De son côté, le père Milouin, lui, s’était chargé du hameau de Cessigney, « en marge de Cantagrel, à cause de sa situation en pleins bois et de la profession de ses habitants pour la plupart bûcherons, charbonniers, braconniers, contrebandiers. » Il insinua d’abord dans l’esprit de Frédéric Brégard, respectueux de la religion, que Coindet avait tout manigancé pour qu’Aurélie ne soit pas admise à l’église. Dans cette perspective, le veuf aurait été en total accord avec le maire républicain, Forgeral, et les gendarmes responsables d’un récent séjour en prison de Brégard. Dès lors, celui-ci fut convaincu par la version de Milouin qui ne craignit pas d’aller jusqu’à lui dicter la conduite à tenir.
« Ce qu’il fallait faire, c’était tout simple. Les fidèles de Cessigney et de Cantagrel, en signifiant leur opinion avec fermeté, devaient convaincre le curé que la justice s’égarait, qu’un enterrement religieux serait l’éclatante réparation de cette offense à la mémoire d’une vraie catholique. Il fallait que chacun eût le courage d’aller trouver le curé, lui expliquât l’affaire bien clairement, en dénonçant la manœuvre du parti Forgeral, et lui fît sentir qu’il pouvait compter sur le dévouement de ses paroissiens. »

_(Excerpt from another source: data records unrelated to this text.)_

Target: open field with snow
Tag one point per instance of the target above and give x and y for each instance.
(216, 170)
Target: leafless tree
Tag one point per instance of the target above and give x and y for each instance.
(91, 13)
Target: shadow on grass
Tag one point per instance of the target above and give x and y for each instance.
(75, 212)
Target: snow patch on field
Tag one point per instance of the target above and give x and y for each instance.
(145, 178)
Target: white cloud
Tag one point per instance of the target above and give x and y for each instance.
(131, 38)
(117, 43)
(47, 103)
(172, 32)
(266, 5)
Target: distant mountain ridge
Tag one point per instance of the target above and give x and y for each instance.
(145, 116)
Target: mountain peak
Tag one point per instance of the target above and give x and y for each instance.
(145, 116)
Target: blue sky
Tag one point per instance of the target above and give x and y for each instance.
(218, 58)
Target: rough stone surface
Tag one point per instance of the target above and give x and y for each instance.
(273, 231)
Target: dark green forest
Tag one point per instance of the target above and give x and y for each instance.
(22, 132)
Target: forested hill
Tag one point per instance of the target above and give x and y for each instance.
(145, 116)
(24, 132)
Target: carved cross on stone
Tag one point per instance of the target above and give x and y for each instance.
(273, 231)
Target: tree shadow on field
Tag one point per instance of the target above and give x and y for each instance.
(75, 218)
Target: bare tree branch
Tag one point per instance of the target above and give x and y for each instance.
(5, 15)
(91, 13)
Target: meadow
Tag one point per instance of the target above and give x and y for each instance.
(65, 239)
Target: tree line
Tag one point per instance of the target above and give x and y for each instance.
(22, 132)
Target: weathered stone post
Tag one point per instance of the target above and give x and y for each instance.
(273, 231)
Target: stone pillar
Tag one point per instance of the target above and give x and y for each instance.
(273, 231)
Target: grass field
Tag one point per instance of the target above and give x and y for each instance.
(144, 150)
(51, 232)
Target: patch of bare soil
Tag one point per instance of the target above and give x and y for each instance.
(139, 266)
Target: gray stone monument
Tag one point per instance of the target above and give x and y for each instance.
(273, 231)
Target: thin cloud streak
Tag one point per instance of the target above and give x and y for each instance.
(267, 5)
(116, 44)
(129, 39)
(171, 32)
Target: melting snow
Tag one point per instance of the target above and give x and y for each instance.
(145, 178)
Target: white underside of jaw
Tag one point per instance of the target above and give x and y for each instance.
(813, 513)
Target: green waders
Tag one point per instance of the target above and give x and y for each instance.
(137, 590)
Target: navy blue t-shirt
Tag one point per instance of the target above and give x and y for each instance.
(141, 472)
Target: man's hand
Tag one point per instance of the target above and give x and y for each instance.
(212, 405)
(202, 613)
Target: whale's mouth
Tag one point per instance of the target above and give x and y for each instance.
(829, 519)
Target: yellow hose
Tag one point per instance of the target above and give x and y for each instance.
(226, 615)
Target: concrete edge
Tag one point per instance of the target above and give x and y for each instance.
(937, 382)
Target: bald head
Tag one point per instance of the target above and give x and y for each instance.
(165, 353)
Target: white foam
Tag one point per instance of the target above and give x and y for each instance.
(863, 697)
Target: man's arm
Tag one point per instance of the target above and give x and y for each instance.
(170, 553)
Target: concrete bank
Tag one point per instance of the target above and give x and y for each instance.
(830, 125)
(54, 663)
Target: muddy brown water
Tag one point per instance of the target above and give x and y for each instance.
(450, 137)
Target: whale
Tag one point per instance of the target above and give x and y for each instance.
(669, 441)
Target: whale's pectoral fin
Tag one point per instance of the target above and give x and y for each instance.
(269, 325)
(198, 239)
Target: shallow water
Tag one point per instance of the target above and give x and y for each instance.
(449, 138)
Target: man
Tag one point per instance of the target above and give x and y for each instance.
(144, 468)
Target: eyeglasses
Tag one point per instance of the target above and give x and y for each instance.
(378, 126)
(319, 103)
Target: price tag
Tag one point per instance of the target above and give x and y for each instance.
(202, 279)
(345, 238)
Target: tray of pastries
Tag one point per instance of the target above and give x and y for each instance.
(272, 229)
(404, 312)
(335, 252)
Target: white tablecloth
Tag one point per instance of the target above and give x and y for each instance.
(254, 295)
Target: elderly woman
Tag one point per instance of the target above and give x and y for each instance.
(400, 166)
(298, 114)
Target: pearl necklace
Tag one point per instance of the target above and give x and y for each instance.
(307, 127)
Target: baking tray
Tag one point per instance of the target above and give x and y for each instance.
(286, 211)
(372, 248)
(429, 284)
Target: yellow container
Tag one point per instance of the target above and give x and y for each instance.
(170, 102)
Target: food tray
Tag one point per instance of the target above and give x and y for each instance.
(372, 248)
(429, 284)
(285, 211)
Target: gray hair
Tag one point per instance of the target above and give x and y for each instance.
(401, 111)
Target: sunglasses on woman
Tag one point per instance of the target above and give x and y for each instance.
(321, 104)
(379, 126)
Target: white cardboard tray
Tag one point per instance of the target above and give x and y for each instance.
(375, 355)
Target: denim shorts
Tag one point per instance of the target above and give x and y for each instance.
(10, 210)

Après avoir acquis Frédéric Brégard à sa cause, le père Milouin s’assura même du soutien de la totalité de Cessigney car « même si le Frédéric se trompait, il avait raison : Un homme qui arrivait de faire six mois [de prison] avait plus de prestige, il disposait du cœur de Cessigney. »

Sur les esprits simples, l’effet de la campagne de fake news s’exprime peu après dans les propos de Capucet qui, à peine entré chez Coindet, lui dit: « Alors, tu l’as tuée ». Tout aussi innocemment, il dévoile sa source : Léontine. Coindet comprend ce qui se passe et s’estime blessé par l’attitude de tous ceux qui le condamnent sans même avoir cherché la vérité. Fort heureusement pour lui, son ami de toujours, Victor Truchot, reste lucide et lui fait comprendre avec force qu’il ne s’agit que de
« racontars de Milouin.[… ] Et qu’est-ce que c’est que Milouin. Un homme pas propre, un vieux rogneux, menteur et connu de tout Cantagrel. Il en aura trouvé deux ou trois pour l’écouter, deux trois qui l’enverront promener demain matin. Y a pas de raison que tu te fasses du souci. Laisse aller. »
Réconforté, Coindet ne fut pas inquiété. Mais l’intrigue ne s’arrête pas là. Elle évolue vers un dénouement qui nous fait méditer une fois de plus sur la force du destin.

—————————————
Depuis 1929, date de sa première publication, La Table-aux-Crevés a été reprise de nombreuses fois. On la trouve dans la collection Folio ainsi que dans le volume I des Oeuvres romanesques complètes, de La Pléiade.